Genç ve dinamik işgücü mü, mesleksizler ordusu mu?

İsmet ÖZKUL
İsmet ÖZKUL KRİTİK AÇI ismetozkul@gmail.com

Türkiye’de ekonomik ve sosyal yapının en temel sorunlarından birisi ortalama eğitim düzeyinin düşük olması. Buna bir de eğitim alanların bile yeterli bilgi ve beceriyle donatılamaması eklenince sorun daha da büyüyor. Bu durum işgücü ve istihdamın yapısını da belirliyor. 

Hem işgücünün, hem de çalışanların ortalama eğitim düzeyi düşük. Üstelik bir de eğitim sistemi hala bir mesleksizler ordusu üretmeye devam ediyor. Ortaya hem mesleki bilgi ve donanımı olmayan, hem de ortalama eğitim düzeyi düşük bir işgücü profili çıkıyor. Günümüz dünyasında işgücünün eğitim ve mesleki donanım açısından böylesine geri olması, onun genç olmasının önemini ortadan kaldırıyor. 
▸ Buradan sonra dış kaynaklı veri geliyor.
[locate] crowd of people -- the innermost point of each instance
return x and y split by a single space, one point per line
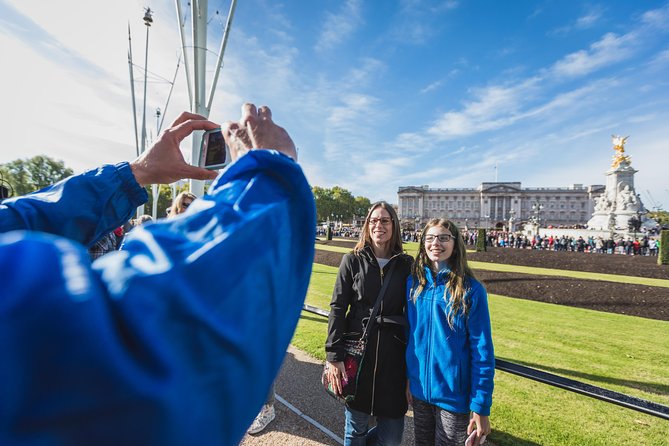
644 246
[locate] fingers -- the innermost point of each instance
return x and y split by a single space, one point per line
264 113
185 116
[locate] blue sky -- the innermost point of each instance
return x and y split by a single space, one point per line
376 94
İşgücü ve istihdamın eğitim durumunu incelediğimizde ortaya çıkan durum ve eğilimler özetle şöyle: 

• Bir işte çalışanlar ile iş arayanların toplamından oluşan işgücünün yüzde 60.5’i en fazla ortaokul düzeyinde eğitime sahip. Çalışanların ise yüzde 61’i okuma yazma bilmeyenler ile lise altı eğitime sahip insanlardan oluşuyor. 

• Lise mezunlarının işgücündeki payı yüzde 10.5, istihdamdaki payı yüzde 10.2. Bu oranlar, lise mezunlarının toplam nüfustaki payına göre oldukça düşük bir düzeyde. Bu durum, lise mezunlarının ciddi bir bölümünün ya üniversiteye hazırlık gerekçesiyle ya da iş bulma umudu olmadığı için işgücüne katılmadığını gösteriyor. 

• Mesleki ve teknik lise mezunlarının işgücündeki payı yüzde 10, istihdamdaki payı ise yüzde 9.9 düzeyinde. Bu oranların başta sanayi olmak üzere meslek eğitimine sahip eleman ihtiyacına cevap vermekten çok uzak olduğu açık. 

• Yüksek öğrenim mezunlarının işgücündeki payı yüzde 19.1, istihdamdaki payı ise yüzde 18.9 düzeyinde. 

• Yüksek öğretim veya meslek lisesini bitirerek mesleki bir eğitim almış olanların toplam oranı işgücünde yüzde 29, istihdamda ise yüzde 28.8 düzeyinde. Yani işgücünde yer alanların da, çalışanların da her 10 kişisinin sadece 3’ünün mesleki eğitimi var. 

• Gelişme eğilimlerine baktığımızda iyileşme yönünde bir gidiş olduğunu, ancak hızının çok düşük olduğunu görüyoruz. 

• 2004 yılında mesleki eğitim almamış olanlar, çalışanların yüzde 80.3’ünü oluşturuyordu. 10 yıl içinde istihdamda mesleksizlerin oranı yaklaşık 10 puanlık bir düzelme ile yüzde 71’e indi. Yüksek eğitim ve meslek lisesi mezunlarının çalışanlar içindeki payı da yüzde 19.7’den yüzde 29’a çıktı. 

• Bu gelişme esas olarak yüksek öğrenim mezunlarının payının artmasıyla gerçekleşiyor. 2004’te yüzde 11.3 olan yüksek öğrenimlilerin istihdamdaki payı 2013’te 18.9’a çıktı. Aynı dönemde meslek lisesi mezunlarının istihdamdaki payı yüzde 7.7’den sadece yüzde 9.9’a çıktı. Üstelik son yıllarda meslek lisesi mezunlarının payında bir duraklama ve çok hafif bir gerileme eğilimi var. 

• İstihdamda meslek lisesi mezunlarının payı yetersiz bir düzeyde. Buna rağmen ortaya çıkan duraklama olumsuz bir gelişme. 

• Yüksek öğrenim mezunlarının payındaki artış, istihdam yapısındaki en önemli olumlu gelişme. Ancak burada yüksek öğrenimin kalitesi büyük önem kazanıyor. Yüksek öğrenimde kontenjanların büyük bölümünün uzaktan eğitim, gece eğitimi şeklinde olması ve yeni kurulan üniversitelerin altyapı ve akademik personel yetersizliği önemli bir sorun.